Hence Cisco recommend using mac-address use-virtual under the switch virtual domain ID. This ensures the same MAC address pool is used at all times. No exceptions. But the switch virtual domain ID is significant in determining the virtual MAC address pool. It’s used in the formula to calculate this pool. As per the Cisco documentation:
The MAC address range reserved for the VSS is derived from a reserved pool of addresses with the domain ID encoded in the leading 6 bits of the last octet and trailing 2 bits of the previous octet of the mac-address. The last two bits of the first octet is allocated for protocol mac-address which is derived by adding the protocol ID (0 to 3) to the router MAC address.
When I checked both switches I found they both had a switch virtual domain ID of 10. Therefore the virtual MAC address on the L3 interfaces were both 0008.e3ff.fc28. We can use the formula to check this:
6th octet (28) to binary: 00101000
Remove trailing 2 bits: 001010
001010 (bin) to decimal: 10
But what are the options for fixing the problem where the MAC addresses are the same on both sides?
- On one side, under the L3 interface use mac-address H.H.H.H
- Change the switch virtual domain ID on one VSS – Possible to do but requires a complete outage as a VSS reload is required.
- Remove mac-address use-virtual from the switch virtual domain ID – Not recommended as discussed previously.
Option 1 seems like the most viable option but how do you guarantee the MAC address you manually assign is unique? Will there be issues in the future? If we pick an arbitrary number between 1 and 255 (switch virtual domain ?) we can then use the formula to calculate a “safe” MAC address as long as no one in the future connects a VSS with this arbitrary number as the switch virtual domain ID. I decided to choose 99.
Virtual MAC address with domain ID 10: 0008.e3ff.fc28
Last two octets (fc28) hex to binary: 1111110000101000
99 (dec) to binary: 01100011
Insert 01100011 after leading 6 bits and before trailing 2 bits: 1111110110001100
1111110110001100 (bin) to hex: fd8c
Hence if a switch virtual domain ID of 99 was used the virtual MAC address assigned to a L3 interface would be 0008.e3ff.fd8c.
interface gi2/2/2 mac-address 0008.e3ff.fd8c
Problem solved. It was just unfortunate that the switch virtual domain ID happened to be the same. No one ever saw the two sites needing to be connected this way. If you’re deploying VSS in your organisation, work smart and use unique switch virtual domain IDs everywhere. If you happen to connect to a 3rd party first check if they’re using VSS and if they are, check what they have as their switch virtual domain ID. If there’s a conflict someone will need to manually set a MAC address on an interface.

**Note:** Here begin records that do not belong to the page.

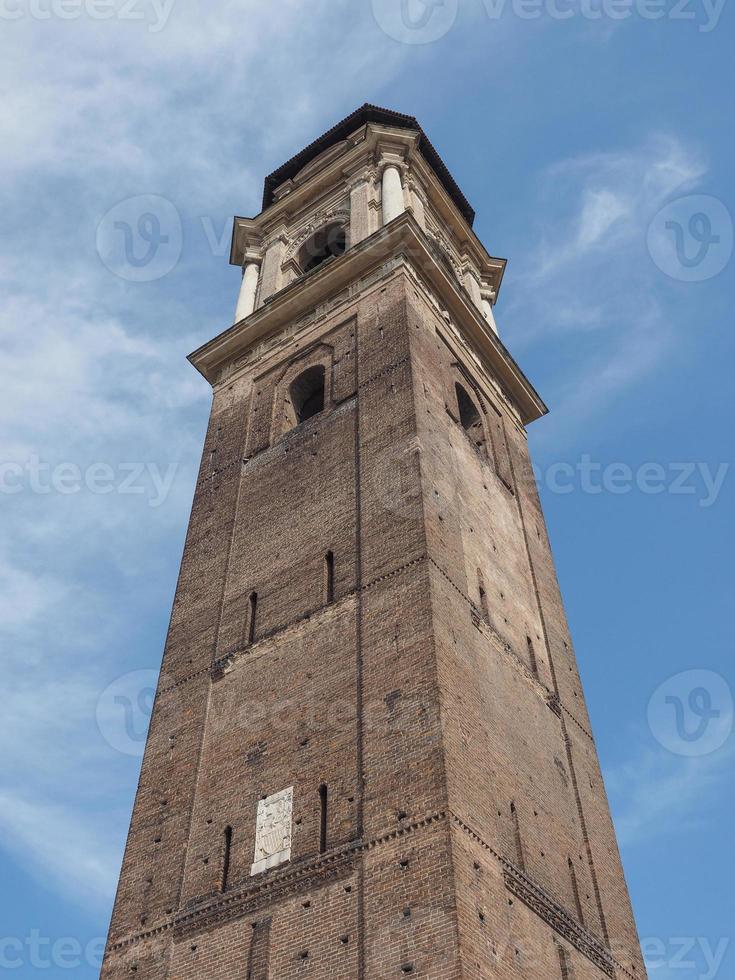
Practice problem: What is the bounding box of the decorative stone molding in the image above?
[250,786,293,876]
[284,208,350,265]
[503,860,615,977]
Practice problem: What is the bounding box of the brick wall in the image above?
[102,263,645,980]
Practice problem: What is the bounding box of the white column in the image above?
[482,296,499,336]
[383,165,406,225]
[235,262,260,323]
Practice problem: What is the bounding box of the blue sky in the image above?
[0,0,735,980]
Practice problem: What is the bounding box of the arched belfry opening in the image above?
[297,223,347,274]
[454,382,485,451]
[286,364,325,426]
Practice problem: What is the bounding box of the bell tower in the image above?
[102,105,645,980]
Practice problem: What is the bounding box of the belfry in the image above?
[102,105,646,980]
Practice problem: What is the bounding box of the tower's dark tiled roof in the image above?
[263,102,475,226]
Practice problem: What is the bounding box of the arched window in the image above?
[297,224,347,274]
[454,383,485,450]
[287,364,324,426]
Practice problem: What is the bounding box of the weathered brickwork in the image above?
[102,111,645,980]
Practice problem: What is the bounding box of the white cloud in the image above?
[0,792,117,905]
[0,0,414,916]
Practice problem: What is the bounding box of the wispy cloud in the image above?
[0,0,414,916]
[605,738,735,847]
[506,134,707,444]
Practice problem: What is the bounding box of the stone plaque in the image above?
[250,786,293,875]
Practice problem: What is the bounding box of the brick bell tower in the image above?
[102,105,645,980]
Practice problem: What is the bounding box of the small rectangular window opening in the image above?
[324,551,334,603]
[319,783,327,854]
[248,592,258,643]
[220,827,232,891]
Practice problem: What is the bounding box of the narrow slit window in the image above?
[319,783,327,854]
[567,858,584,925]
[324,551,334,603]
[220,827,232,891]
[454,384,485,452]
[510,803,526,871]
[556,943,572,980]
[248,592,258,643]
[477,568,490,623]
[526,636,538,677]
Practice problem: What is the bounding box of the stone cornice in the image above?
[189,212,547,424]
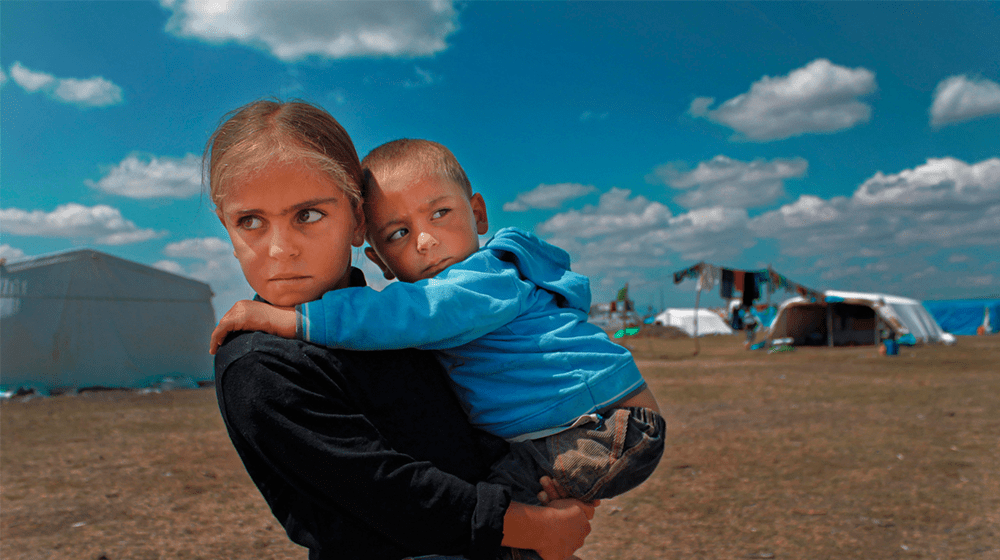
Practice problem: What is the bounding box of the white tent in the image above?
[768,290,955,346]
[654,308,733,336]
[0,249,215,392]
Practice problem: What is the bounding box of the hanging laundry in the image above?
[674,263,704,284]
[698,264,720,290]
[719,268,733,299]
[733,270,746,292]
[740,272,760,307]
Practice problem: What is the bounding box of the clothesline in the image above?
[674,262,824,307]
[674,261,824,356]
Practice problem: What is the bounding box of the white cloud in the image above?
[163,237,233,258]
[854,157,1000,209]
[688,58,876,141]
[538,188,671,238]
[403,66,441,88]
[749,158,1000,257]
[653,155,809,208]
[84,154,201,198]
[503,183,597,212]
[10,62,123,107]
[0,243,24,260]
[53,76,122,107]
[0,202,166,245]
[161,0,458,62]
[930,76,1000,127]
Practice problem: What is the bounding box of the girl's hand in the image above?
[502,500,594,560]
[208,300,295,354]
[538,476,601,507]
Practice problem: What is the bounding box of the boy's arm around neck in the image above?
[298,251,532,350]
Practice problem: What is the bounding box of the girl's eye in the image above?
[297,210,324,224]
[386,228,410,241]
[236,216,264,229]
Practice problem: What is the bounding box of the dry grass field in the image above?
[0,336,1000,560]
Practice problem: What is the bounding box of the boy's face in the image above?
[365,175,489,282]
[218,164,364,306]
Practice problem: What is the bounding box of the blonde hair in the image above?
[202,99,363,208]
[361,138,472,197]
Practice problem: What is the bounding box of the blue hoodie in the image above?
[298,228,645,439]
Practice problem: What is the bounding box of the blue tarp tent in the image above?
[924,299,1000,335]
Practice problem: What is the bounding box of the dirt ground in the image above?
[0,336,1000,560]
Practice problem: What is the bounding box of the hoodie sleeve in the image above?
[297,251,534,350]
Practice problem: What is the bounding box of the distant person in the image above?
[206,101,594,560]
[213,139,665,556]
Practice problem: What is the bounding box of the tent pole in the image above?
[826,303,833,348]
[694,282,701,356]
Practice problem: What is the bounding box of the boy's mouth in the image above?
[268,276,309,282]
[422,257,451,278]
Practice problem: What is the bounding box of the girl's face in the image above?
[218,163,365,307]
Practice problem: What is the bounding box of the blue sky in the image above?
[0,0,1000,318]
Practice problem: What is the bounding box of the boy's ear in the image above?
[469,193,490,235]
[365,247,396,280]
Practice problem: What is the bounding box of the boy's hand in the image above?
[208,299,295,354]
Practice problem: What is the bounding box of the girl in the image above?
[205,101,593,560]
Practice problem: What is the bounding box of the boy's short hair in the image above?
[361,138,472,197]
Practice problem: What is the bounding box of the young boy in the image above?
[212,139,665,503]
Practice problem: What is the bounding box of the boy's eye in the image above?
[295,209,324,224]
[236,216,264,229]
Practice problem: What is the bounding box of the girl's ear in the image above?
[365,247,396,280]
[469,193,490,235]
[351,204,365,247]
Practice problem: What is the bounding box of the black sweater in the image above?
[215,326,510,560]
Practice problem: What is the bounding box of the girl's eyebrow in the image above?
[233,196,339,216]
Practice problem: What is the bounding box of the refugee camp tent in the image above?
[655,308,733,336]
[0,249,215,392]
[924,299,1000,335]
[768,290,955,346]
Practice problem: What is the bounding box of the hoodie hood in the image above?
[483,228,590,312]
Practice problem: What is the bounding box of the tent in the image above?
[0,249,215,393]
[768,290,955,346]
[655,308,733,336]
[924,299,1000,335]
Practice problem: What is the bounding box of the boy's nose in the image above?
[417,231,438,252]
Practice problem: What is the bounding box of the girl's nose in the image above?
[267,228,299,259]
[417,231,438,252]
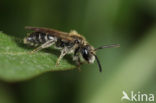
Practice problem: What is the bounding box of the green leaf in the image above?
[0,32,76,82]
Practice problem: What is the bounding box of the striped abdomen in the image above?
[24,32,57,46]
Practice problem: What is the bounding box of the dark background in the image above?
[0,0,156,103]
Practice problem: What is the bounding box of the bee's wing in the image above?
[25,26,73,41]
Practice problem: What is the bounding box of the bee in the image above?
[24,26,120,72]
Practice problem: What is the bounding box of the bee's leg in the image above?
[30,41,54,54]
[73,55,82,71]
[56,49,67,66]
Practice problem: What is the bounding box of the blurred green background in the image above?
[0,0,156,103]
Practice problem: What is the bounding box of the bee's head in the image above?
[81,44,120,72]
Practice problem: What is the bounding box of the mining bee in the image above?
[24,26,120,72]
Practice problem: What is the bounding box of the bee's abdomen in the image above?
[24,32,57,46]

I’ve been through this problem for the last day and I couldn’t find any configuration issue.
Then I’ve seen your post and since I’ve changed the virtual domain ID, everything works find.
Thanks a lot!
We are also facing same problem, will work on the solution:1 provided above as taking downtime is not possible.
This post is very helpful to us.
I tried to implement the Option 1 – “On one side, under the L3 interface use mac-address H.H.H.H” but this did not solved my problem. Can you please help me in this?